– Да, в голод намрутся, а в войну наврутся.
И Толя не верит. Но когда пошли разговоры, и мама по ночам тихонько плакала, он тоже глотал слезы, отвернувшись к стенке, чтобы брат не слышал.
Чернобородый вдруг спросил:
– Захарка – это фамилия? Помнится мне такая. А тот – Пуговицын? Гм…
– Захарка на спиртзаводе фельдшером работал, а Пуговицын был тут в поселке заведующим заводским складом, а теперь в полиции.
Чернобородый незнакомец промолчал, потом промолвил:
– Время, что и говорить. Знаю только, что Иван из тех, кто крошатся, но не гнутся.
Такие разговоры про отца заставляют Толю внутренне дрожать от гордости за него и от какой-то запоздалой, виноватой нежности к отцу. Но слухам про отравленных офицеров и про расправу над отцом и он не верит. Не верит потому, что вообще не может представить его в плену – опустившимся, жадно-голодным, избиваемым. Нет, у него сразу бы вспыхнули бешенством глаза, и все было бы кончено. Как мог бы он войти в доверие к тем офицерам: ни ловчить, ни приспосабливаться он никогда не умел! И в большом и в малом отец всегда был одинаков.

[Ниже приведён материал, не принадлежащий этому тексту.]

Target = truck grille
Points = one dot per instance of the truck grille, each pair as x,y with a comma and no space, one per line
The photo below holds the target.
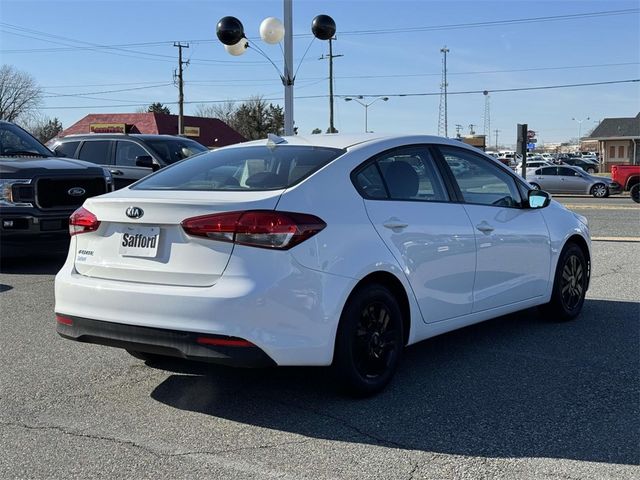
54,193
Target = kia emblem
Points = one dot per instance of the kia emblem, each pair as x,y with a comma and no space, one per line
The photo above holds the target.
76,191
134,212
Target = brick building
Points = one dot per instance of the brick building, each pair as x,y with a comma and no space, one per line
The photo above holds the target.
618,141
210,132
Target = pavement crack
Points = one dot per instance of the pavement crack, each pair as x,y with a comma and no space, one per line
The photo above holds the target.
150,450
378,439
82,435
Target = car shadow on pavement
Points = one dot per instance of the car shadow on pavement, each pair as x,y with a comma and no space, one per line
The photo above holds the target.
32,265
516,386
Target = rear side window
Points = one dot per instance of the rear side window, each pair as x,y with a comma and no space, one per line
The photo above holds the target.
67,149
402,174
95,151
242,169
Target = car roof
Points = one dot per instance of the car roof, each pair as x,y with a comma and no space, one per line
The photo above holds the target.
347,141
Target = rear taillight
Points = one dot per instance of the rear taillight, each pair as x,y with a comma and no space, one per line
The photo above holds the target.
256,228
82,221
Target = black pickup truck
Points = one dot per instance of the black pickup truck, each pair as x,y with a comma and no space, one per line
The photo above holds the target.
38,192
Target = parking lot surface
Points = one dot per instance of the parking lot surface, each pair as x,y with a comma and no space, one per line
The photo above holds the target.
516,397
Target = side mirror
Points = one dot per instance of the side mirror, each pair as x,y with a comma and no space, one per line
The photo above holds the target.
146,161
538,199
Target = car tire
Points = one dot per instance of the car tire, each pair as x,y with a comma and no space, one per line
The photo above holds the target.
600,190
635,193
369,341
569,285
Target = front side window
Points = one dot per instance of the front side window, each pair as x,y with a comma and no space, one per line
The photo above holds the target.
547,171
67,149
242,169
14,141
126,153
95,151
172,150
402,174
567,172
481,182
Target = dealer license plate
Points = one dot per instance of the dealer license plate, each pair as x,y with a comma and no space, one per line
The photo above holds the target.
139,242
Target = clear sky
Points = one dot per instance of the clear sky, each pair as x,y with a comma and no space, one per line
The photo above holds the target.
389,47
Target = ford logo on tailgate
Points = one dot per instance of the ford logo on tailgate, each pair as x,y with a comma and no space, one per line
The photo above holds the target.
134,212
76,191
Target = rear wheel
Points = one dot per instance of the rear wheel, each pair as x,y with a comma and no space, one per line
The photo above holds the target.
569,286
600,190
369,341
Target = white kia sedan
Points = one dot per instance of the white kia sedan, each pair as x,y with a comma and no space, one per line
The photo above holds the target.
320,250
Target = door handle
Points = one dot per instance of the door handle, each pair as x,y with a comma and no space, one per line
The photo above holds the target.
484,227
394,224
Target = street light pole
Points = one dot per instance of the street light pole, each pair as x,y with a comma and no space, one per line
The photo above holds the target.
366,108
580,126
288,67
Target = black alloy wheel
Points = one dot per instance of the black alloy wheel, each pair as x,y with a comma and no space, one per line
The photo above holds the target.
600,190
569,286
572,284
369,341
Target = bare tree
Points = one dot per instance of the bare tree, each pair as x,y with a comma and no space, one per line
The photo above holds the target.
19,93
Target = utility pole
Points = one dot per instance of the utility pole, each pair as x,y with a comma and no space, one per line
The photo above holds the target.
180,86
443,118
331,56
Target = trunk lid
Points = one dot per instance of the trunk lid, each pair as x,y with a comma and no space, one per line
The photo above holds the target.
154,248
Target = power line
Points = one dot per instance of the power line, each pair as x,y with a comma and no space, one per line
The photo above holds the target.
468,92
234,81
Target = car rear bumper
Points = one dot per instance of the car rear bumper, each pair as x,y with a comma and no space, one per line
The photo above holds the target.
288,311
173,343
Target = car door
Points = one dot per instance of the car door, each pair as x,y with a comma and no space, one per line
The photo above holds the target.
430,237
125,170
571,181
512,242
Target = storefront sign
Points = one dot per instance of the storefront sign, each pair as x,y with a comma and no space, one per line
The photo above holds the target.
108,128
192,131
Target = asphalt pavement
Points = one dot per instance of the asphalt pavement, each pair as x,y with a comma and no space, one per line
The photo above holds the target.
516,397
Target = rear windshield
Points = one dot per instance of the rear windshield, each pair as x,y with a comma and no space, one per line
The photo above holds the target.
241,169
174,149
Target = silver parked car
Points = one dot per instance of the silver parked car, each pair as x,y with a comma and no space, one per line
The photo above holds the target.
567,179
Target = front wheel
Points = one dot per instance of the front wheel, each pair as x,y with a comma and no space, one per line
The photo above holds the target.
569,285
369,341
600,190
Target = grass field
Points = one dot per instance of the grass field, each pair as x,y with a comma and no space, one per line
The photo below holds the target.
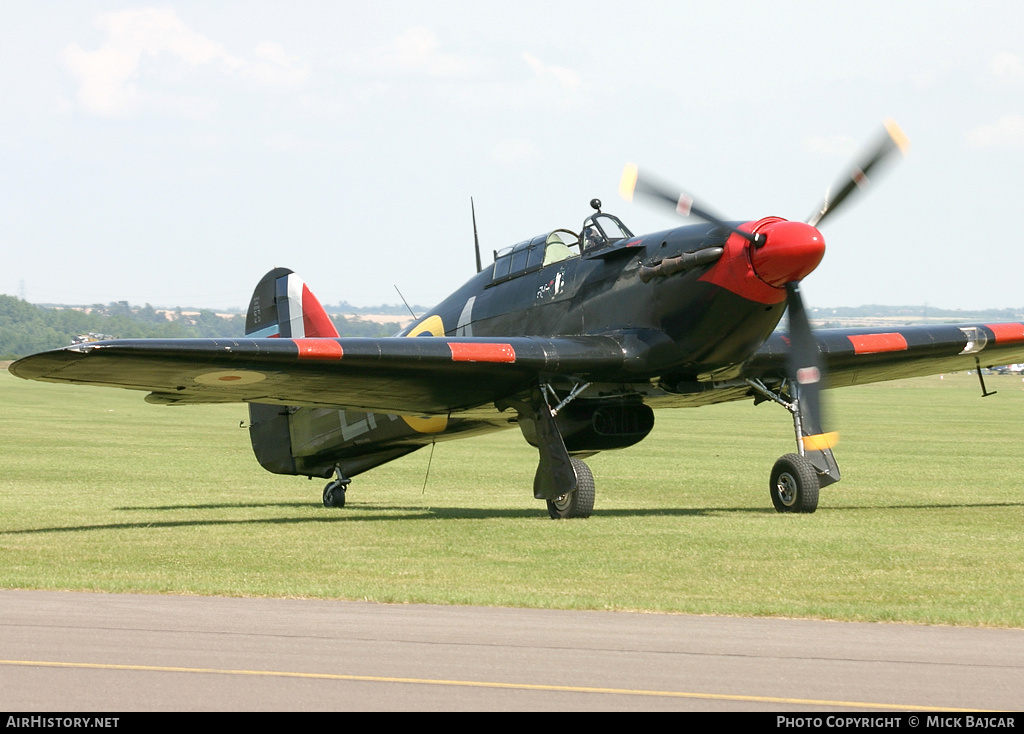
101,491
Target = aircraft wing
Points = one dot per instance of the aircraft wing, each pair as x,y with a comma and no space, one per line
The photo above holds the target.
856,356
395,375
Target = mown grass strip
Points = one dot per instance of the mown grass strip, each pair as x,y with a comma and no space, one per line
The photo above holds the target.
101,491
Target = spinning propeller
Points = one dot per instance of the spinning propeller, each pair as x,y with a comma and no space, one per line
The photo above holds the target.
781,254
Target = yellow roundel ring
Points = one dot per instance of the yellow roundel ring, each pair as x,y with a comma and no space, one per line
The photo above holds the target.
229,378
427,424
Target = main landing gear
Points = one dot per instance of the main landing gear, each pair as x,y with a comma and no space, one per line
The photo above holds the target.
796,478
576,503
334,492
563,481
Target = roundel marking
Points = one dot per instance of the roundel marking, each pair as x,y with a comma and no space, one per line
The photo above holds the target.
432,327
229,378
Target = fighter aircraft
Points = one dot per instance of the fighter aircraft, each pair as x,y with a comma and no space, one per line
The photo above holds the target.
574,337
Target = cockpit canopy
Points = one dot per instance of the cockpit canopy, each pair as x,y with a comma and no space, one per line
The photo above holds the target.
598,230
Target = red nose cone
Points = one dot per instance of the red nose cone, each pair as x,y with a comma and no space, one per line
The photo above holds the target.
791,252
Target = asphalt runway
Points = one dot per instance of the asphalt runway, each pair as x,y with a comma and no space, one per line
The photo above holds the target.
87,652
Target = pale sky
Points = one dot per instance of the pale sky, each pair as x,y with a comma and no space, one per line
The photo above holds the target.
171,154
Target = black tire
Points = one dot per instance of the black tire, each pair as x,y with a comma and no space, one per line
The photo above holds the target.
794,484
580,502
334,494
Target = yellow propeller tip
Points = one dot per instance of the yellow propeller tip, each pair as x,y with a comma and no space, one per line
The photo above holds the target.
898,136
628,182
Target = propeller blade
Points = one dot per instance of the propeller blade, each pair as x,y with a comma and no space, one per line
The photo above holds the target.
892,141
683,204
806,370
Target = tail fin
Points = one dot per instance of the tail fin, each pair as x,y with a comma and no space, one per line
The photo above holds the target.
284,306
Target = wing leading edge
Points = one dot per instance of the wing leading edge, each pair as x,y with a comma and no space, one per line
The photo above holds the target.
424,375
860,356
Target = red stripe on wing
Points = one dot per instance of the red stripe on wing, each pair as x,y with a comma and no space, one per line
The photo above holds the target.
876,343
318,349
1007,332
476,352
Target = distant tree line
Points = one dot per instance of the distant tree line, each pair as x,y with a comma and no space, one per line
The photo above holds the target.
26,328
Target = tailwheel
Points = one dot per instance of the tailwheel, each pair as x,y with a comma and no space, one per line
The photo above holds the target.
334,493
794,484
579,502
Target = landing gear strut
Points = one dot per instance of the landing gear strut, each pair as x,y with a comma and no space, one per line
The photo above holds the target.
564,482
796,478
334,492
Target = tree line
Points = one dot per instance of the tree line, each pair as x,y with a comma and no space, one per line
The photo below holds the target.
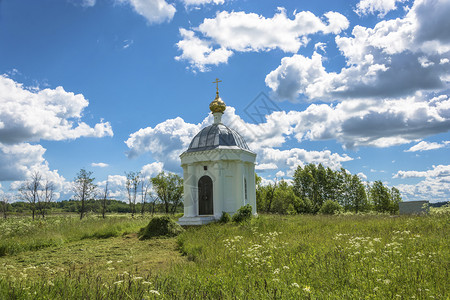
317,189
161,193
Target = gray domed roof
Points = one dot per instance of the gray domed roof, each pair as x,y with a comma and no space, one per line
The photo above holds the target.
215,136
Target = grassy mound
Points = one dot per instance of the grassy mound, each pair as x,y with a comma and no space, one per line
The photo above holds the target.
160,226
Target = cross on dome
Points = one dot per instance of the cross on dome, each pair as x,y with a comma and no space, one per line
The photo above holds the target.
217,105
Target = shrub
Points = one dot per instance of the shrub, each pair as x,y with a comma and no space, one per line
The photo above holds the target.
330,207
224,218
243,214
160,226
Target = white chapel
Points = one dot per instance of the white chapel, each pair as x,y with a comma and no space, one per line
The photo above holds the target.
218,171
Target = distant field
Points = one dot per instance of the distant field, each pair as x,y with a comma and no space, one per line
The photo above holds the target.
290,257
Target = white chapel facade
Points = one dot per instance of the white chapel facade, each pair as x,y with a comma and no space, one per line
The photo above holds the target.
218,171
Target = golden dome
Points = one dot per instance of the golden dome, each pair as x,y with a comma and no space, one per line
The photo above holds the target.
217,105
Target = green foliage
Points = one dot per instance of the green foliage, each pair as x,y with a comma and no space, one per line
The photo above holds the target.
224,218
169,188
84,188
22,234
243,214
272,257
330,207
163,226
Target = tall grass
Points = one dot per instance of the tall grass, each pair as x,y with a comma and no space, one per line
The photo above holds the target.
286,257
23,234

В Толино воспоминание прорвался голос незнакомца:
– Помню я этого Захарку и, кажется, Пуговицына. Не верьте ни единому их слову. Ваня знал… Помните, у него были неприятности. Я тогда еще в райисполкоме работал, и у меня про Ваню спрашивали.
– Вот оно что! – протяжно проговорила мама. – Ваня мне и говорил, что заявление писали двое. А кто – не сказал.
Папа был очень мягок с людьми: «голубка», «голубчик». Но он мог быть и неожиданно резким. Однажды Толя повстречался ему на базарной площади. Папе нравилось бывать на людях с Алексеем или Толей. Маме он говорил:
– Ты посмотри на них – догоняют уже батьку!
Дома это было еще терпимо. Но не на базаре же мериться! Толя, смущенный и сердитый, вывернулся из-под руки отца и постарался поскорее отойти с ним от товарищей. Как всегда при врачебном обходе поселка, в руке у отца была глянцевитая палка, которую он в такт ходьбе перекидывал через руку, будто дорогу вымеривая. У сельмага отца остановил бритоголовый Пуговицын. Было заметно, что он сильно угостился: круглые глаза его выражали попеременно то пьяное умиление, то беспричинную обиду. Насаженная на тонкую шею, по-птичьи вынесенная вперед голова его описывала весьма заметный круг, но ноги стояли крепко. Пуговицын стал невразумительно благодарить отца за то, что он, Пуговицын, ходит по земле, хотя мог бы удобрять ее собой, не будь в поселке такого врача. (Пуговицын перед этим тяжело болел.) Морщась, отец сказал:
– Хорошо, голубчик, живи здоровенький. Поспи пойди.
И повернулся уходить.
– А-а, я, значит, пьяница? А ты? Женушка кто у тебя? Из кулачков… То-то же! Думаешь, не знают… люди?
Отец круто обернулся, глаза у него страшно остановились. Пуговицын, сразу протрезвевший, отшатнулся от поднятой палки. Забыв про Толю, отец быстро пошел прочь.
Женщины, которые толпились у базарных рядов, не поняли, что произошло, но они знали врача и потому дружно набросились на Пуговицына:
– Залил очи.
– Надо же, до того человека довел, что палкой, как от собаки…
– Мало доктор к тебе бегал?
Но женщины тоже были смущены. Чтобы Корзун, который к больному чуть ли не в белье среди ночи спешит, мог вот так, палкой?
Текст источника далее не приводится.